You can hardly save yourself by any such method.
No one will believe you. And I have an idea that
you came to my house to-day for a very different purpose
than to persuade me to give up my joke. What
was it?”
Bab was mystified. She had no
idea how Mrs. Wilson and Peter Dillon had planned
to use her visit as evidence against her, so it was
impossible for her to understand Mrs. Wilson’s
insinuation.
Barbara did not stay long. She
saw Mrs. Wilson had no intention of being persuaded
from her design. Even though the woman was beginning
to see that Bab and Ruth were a little suspicious
of her, she had no idea of being frightened from her
deep-laid scheme by two insignificant schoolgirls.
Barbara hurried to her car as fast
as she could, anxious to get back to Ruth and to devise
some other move to checkmate the traitors. She
even hoped, against hope, that Harriet had been induced
to change her mind and that all would yet be well.

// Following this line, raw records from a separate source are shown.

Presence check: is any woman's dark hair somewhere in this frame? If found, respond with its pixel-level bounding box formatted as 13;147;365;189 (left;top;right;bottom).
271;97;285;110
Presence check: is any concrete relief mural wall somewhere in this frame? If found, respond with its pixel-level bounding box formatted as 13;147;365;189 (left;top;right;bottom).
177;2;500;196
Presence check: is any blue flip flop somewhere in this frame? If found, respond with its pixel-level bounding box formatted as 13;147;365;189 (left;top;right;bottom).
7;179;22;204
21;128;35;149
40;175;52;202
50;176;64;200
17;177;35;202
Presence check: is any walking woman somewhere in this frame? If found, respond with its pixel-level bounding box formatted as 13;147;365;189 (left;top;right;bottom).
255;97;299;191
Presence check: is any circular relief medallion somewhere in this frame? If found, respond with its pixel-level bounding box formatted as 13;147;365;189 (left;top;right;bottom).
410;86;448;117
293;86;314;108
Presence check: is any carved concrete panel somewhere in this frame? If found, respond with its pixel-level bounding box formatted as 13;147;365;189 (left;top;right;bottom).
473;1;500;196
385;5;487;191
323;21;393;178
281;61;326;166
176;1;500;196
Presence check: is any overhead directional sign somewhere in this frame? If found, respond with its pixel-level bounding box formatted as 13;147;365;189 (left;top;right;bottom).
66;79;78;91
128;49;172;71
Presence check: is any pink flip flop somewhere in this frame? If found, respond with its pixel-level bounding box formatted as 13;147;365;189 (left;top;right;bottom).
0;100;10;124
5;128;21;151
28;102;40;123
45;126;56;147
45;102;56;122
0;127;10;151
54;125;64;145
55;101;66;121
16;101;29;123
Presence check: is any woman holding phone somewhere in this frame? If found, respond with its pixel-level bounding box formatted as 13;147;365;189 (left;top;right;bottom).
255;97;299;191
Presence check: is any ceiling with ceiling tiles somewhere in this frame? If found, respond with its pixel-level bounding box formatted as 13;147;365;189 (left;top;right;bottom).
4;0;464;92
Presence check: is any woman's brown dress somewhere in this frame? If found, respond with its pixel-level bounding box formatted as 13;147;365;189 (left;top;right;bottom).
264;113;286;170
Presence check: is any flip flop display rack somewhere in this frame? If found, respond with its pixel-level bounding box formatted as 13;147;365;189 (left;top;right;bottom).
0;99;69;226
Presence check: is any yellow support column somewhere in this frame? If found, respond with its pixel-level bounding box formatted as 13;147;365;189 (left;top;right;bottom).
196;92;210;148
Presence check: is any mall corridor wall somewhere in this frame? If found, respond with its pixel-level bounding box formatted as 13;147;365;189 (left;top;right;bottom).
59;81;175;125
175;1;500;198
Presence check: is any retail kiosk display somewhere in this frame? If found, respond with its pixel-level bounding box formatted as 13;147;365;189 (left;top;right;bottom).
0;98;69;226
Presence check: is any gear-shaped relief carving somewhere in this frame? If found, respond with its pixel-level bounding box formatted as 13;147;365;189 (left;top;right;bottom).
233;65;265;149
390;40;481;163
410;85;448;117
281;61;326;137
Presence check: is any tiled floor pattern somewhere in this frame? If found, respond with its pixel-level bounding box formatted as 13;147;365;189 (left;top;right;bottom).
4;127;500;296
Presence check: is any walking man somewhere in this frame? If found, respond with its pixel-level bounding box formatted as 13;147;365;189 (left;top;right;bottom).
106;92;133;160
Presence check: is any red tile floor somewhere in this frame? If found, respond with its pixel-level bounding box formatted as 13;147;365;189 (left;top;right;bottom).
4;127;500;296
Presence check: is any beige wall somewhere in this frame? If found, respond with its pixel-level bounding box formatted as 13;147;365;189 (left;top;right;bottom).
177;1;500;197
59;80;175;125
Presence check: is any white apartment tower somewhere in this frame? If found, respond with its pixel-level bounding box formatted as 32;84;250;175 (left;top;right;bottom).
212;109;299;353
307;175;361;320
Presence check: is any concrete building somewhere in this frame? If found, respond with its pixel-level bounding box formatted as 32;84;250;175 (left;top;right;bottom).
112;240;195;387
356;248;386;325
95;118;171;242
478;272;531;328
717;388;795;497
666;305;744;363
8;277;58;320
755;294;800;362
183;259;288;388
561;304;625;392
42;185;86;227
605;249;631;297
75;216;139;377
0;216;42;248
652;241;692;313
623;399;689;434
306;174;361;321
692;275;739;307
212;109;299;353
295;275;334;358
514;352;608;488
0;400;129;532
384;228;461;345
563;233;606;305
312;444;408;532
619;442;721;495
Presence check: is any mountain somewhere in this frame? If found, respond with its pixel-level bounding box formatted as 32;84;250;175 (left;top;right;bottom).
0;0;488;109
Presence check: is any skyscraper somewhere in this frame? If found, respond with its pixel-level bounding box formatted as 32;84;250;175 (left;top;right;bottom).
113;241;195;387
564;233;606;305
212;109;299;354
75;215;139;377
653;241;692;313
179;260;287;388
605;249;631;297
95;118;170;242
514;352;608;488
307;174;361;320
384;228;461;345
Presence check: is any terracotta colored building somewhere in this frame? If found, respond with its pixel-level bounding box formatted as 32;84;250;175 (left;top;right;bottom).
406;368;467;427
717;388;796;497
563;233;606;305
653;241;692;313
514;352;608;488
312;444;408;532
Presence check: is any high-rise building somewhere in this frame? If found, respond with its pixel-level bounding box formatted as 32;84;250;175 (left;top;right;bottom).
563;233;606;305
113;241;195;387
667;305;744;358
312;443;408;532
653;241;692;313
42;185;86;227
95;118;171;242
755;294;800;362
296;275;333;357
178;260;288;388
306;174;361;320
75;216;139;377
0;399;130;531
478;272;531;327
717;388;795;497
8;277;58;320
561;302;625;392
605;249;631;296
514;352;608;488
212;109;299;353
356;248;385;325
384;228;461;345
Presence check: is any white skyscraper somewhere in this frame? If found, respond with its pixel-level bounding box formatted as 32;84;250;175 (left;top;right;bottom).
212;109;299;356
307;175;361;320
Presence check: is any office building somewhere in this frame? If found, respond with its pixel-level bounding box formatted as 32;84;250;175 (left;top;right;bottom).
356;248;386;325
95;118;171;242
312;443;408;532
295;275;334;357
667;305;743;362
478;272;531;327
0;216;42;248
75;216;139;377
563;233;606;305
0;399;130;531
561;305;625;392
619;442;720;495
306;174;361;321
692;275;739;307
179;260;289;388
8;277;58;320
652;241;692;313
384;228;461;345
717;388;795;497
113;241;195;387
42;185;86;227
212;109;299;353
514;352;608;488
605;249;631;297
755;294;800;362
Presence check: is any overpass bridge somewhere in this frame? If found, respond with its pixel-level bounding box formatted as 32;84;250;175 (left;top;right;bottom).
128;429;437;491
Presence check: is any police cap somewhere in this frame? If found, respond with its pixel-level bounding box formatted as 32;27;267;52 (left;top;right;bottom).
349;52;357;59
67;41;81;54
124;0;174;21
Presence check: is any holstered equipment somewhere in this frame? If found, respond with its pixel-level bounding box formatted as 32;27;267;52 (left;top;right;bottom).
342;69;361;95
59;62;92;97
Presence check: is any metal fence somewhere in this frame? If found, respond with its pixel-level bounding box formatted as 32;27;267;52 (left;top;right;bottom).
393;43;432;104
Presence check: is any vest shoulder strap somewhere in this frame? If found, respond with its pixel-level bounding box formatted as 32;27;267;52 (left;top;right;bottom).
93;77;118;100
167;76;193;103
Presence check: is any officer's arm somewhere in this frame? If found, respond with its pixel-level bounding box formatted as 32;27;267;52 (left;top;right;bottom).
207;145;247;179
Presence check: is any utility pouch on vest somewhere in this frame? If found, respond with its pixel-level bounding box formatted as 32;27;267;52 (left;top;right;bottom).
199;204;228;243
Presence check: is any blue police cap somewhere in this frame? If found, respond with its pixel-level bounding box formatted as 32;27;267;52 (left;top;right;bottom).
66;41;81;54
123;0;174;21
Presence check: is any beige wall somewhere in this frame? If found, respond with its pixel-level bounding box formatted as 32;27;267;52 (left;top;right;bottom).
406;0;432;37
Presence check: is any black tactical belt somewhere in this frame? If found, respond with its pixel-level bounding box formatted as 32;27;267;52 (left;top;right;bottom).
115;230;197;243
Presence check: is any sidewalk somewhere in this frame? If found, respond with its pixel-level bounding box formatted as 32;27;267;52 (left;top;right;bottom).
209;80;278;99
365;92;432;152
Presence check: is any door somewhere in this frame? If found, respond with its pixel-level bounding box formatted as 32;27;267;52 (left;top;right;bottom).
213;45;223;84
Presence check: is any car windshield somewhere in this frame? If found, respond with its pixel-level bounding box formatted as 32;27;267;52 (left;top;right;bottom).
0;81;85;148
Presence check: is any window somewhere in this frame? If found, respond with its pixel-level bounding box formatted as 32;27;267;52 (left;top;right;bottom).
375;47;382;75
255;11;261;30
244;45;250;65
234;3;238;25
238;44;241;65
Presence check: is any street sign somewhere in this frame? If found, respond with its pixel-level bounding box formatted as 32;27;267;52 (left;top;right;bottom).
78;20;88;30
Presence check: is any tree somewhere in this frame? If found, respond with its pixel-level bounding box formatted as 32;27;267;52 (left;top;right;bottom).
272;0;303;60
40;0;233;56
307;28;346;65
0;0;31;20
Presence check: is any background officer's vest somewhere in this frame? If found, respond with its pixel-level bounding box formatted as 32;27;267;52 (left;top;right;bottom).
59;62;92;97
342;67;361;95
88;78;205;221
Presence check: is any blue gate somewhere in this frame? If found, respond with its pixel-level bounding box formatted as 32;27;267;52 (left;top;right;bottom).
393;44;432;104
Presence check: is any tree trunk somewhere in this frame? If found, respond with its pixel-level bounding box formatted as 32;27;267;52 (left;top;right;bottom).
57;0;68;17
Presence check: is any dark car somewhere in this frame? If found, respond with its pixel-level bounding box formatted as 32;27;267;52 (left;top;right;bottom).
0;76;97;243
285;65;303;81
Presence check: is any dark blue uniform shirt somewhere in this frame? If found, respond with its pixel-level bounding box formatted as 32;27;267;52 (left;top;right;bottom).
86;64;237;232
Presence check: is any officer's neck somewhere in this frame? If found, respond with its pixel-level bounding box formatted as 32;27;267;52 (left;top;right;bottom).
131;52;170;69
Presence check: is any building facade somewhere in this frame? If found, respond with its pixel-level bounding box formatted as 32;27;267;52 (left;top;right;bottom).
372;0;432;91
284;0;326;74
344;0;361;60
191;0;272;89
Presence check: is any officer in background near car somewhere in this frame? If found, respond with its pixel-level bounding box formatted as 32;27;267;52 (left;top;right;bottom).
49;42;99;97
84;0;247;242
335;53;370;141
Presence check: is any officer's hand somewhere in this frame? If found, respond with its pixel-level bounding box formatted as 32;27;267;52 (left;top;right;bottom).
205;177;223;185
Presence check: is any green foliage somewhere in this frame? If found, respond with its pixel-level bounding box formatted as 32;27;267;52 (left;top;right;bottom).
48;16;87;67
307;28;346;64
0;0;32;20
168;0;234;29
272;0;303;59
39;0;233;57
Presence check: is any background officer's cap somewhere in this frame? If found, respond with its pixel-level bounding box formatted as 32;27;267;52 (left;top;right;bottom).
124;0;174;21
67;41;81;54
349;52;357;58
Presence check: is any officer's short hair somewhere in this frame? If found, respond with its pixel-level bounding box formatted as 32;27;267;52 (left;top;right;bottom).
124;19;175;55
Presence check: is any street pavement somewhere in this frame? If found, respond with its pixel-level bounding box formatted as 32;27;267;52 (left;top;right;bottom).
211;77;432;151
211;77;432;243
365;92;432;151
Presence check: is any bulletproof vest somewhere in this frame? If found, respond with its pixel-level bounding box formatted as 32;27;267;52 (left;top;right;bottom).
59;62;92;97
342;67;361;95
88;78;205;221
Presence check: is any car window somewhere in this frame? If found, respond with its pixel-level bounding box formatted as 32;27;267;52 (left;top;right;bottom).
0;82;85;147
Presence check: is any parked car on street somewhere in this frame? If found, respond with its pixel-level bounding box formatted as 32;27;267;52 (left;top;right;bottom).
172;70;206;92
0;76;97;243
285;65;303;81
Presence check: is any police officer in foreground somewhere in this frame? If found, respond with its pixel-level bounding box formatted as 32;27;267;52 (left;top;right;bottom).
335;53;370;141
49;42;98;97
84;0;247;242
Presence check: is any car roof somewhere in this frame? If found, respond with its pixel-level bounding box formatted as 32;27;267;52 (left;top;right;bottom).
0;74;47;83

But as Bab jumped aboard her car she saw another girl,
running down the street, waving something in the air
and evidently trying to induce Bab’s street
car to wait for her. Barbara begged the conductor
to hold the car for a moment, before she recognized
the figure, running toward them. But the next
second she beheld the ever-present newspaper girl,
Marjorie Moore, tablet and pencil in hand, completely
out of breath and exhausted. Marjorie Moore could
not speak for some time after she had secured a seat
next Bab in the car.
“I have been watching Mrs. Wilson’s
house since eight o’clock this morning,”
she finally gasped. “What on earth made
you go in there?”
“I can’t tell you,”
Bab returned coldly. Not for anything in the world
would she have Marjorie Moore suspect what she and
Ruth feared.
Miss Moore gave a little, half amused,
half sarcastic laugh. “You can’t
tell? Oh, never mind, my dear. I know you
are all right. You weren’t doing anything
wrong. I expect you were trying to help set matters
straight. You don’t need to tell me anything.
I think I know all that is necessary. Good-bye
now. I must get off this car at the corner.
Let me tell you, however, not to worry, whatever happens.
I am in possession of all the facts, so there will
be no trouble in proving them. But if anything
disagreeable happens to you,” Marjorie Moore
gave Bab a reassuring smile, “telephone me,
will you? My number is 1607, Union.”
Marjorie Moore rushed out of the street
car as hurriedly as she had entered it, before Bab
could take in what she had said.
Barbara puzzled all the rest of the
way home. Could it be possible that Marjorie
Moore had discovered Mrs. Wilson’s and Peter’s
plot? Could she also have guessed Harriet’s
part in it? Bab shuddered, for she remembered
the newspaper girl’s words to her on the night
of their first meeting: “If ever I have
a chance to get even with Harriet Hamlin, won’t
I take my revenge?” Did Marjorie Moore also
suspect that an effort would be made to draw Barbara
into this whirlpool of disgrace?
No one ate any luncheon at the home
of the Assistant Secretary of State, except Mollie
and Grace. Fortunately Mr. Hamlin did not return
home. Ruth and Bab had decided not to tell the
other two “Automobile Girls” of their
terrible uneasiness unless they actually needed the
help of the younger girls to save the situation.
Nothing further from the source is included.